Asked by the Gazette on October 22 what her preferred patch was, Cllr Webbe said: "It would be nice to represent a London constituency. I have been in London now some time. But, equally, I was born in Leicester and of course it would always be nice to represent your home city, but that's not how politics works because there are no vacancies in Leicester or there are no vacancies in the Labour Party in those areas, and so it's hard to say at the moment. I went to university in Coventry and Birmingham.
"I have worked and lived in Reading. I have worked and lived in Bath and North East Somerset and I have worked and lived in Leeds. In Bath and North East Somerset - I ran the Bath Equality Centre there."
The purported leaked form published by the Sunday Times seems to show a candidate selection sheet where Cllr Webbe has applied to stand in Luton South, Enfield North, Poplar and Limehouse (spelled "Popular"), Coventry South and "any" other seat available.

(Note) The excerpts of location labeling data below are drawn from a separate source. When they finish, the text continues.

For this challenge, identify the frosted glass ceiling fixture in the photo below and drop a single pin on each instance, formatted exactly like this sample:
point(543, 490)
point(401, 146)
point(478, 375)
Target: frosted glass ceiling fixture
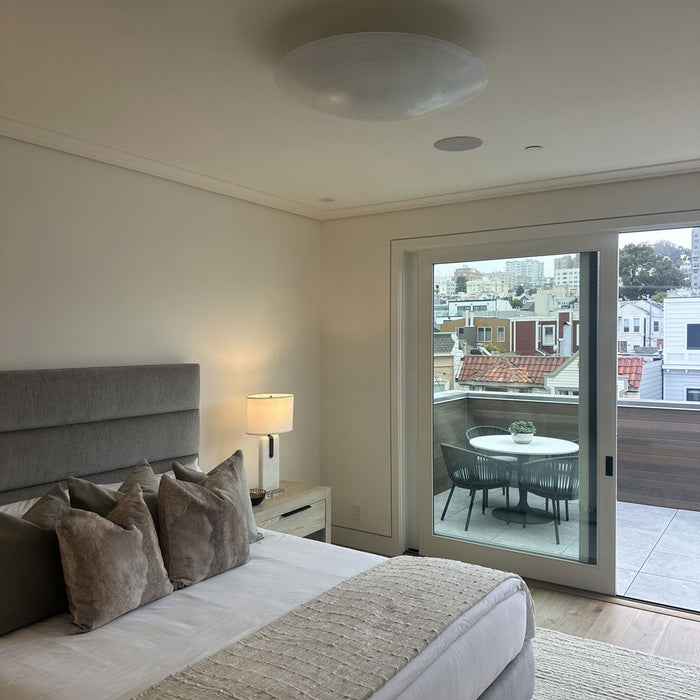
point(381, 76)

She tweeted on Thursday: "The breach of data produced by the [Sunday] Times reporter Gabriel Pogrund, sharing my personal details on social media was not the application form I submitted to be considered as a Labour Parliamentary candidate for Coventry South."
Asked about the Sunday Times piece by the Gazette days earlier, Cllr Webbe said: "I mean, actually, there's no breaking of any rules of course [in running for more than one seat].
"And The Times has an over-obsession, I think, with people like me, maybe because I'm fair game, or maybe because I'm easy game, maybe because I'm black and I'm female. But, you know, most people applying for a job don't apply for one job. You know, this is not life. You don't simply say you're just applying for one job, right? So why the over-focus on me? There have been many vacancies over a period of time. Does that mean that people don't apply each time something comes out? [...] I think to give [the Sunday Times article] a response is to give it some credence, so I don't really want to comment on it."
Prior to pulling out in Luton and Coventry, Cllr Webbe failed to be chosen in Poplar and Limehouse or Enfield North.
Cllr Webbe came third in a bid to represent Labour in a by-election for Lewisham East last year, when she missed out to Janet Daby.
Asked why she'd be a good MP, Cllr Webbe said: "Getting things done and bringing about change - I have done that from as long ago as I remember. As a councillor I feel very privileged to have been elected in the place where I live and I can get things done and I have seen change from pioneering the Bunhill Energy Centre to transforming a school. Countless estates in this neighbourhood, from King Square Estate, Redbrick Estate and others, have seen new homes, change, new community centres.
"From tackling fuel poverty to dealing with crime, I think I have served my community very well. I believe passionately in this agenda. I have had the privilege to be a cabinet member to lead the environment and transport agenda - I have brought that agenda to life.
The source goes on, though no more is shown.